Prognostic role of "prion-like propagation" in SOD1-linked familial ALS: an alternative view

"Prion-like propagation" has recently been proposed for disease spread in Cu/Zn superoxide dismutase 1 (SOD1)-linked familial amyotrophic lateral sclerosis (ALS). Pathological SOD1 conformers are presumed to propagate via cell-to-cell transmission. In this model, the risk-based kinetics of neuronal cell loss over time appears to be represented by a sigmoidal function that reflects the kinetics of intercellular transmission. Here, we describe an alternative view of prion-like propagation in SOD1-linked ALS - its relation to disease prognosis under the protective-aggregation hypothesis. Nucleation-dependent polymerization has been widely accepted as the molecular mechanism of prion propagation. If toxic species of misfolded SOD1, as soluble oligomers, are formed as on-pathway intermediates of nucleation-dependent polymerization, further fibril extension via sequential addition of monomeric mutant SOD1 would be protective against neurodegeneration. This is because the concentration of unfolded mutant SOD1 monomers, which serve as precursor of nucleation and toxic species of mutant SOD1, would decline in proportion to the extent of aggregation.

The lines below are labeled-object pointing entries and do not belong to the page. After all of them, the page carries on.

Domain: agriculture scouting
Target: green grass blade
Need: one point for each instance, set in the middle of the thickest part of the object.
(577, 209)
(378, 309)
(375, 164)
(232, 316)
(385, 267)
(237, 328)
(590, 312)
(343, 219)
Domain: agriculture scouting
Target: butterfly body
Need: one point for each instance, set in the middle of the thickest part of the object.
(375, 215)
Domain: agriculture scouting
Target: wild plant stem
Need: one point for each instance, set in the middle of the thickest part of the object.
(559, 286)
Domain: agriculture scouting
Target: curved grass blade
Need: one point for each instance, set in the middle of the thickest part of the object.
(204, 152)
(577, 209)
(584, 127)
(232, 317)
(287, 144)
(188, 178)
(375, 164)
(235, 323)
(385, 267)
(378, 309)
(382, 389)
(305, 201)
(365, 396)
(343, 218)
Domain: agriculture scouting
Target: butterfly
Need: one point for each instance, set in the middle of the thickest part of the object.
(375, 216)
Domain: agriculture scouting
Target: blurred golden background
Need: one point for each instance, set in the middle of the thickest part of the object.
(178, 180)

The nucleation process requires that native conformers exist in an unfolded state that may result from escaping the cellular protein quality control machinery. However, prion-like propagation-SOD1 aggregated form self-propagates by imposing its altered conformation on normal SOD1-appears to antagonize the protective role of aggregate growth. The cross-seeding reaction with normal SOD1 would lead to a failure to reduce the concentration of unfolded mutant SOD1 monomers, resulting in continuous nucleation and subsequent generation of toxic species, and influence disease prognosis. In this alternative view, the kinetics of neuronal loss appears to be represented by an exponential function, with decreasing risk reflecting the protective role of aggregate and the potential for cross-seeding reactions between mutant SOD1 and normal SOD1.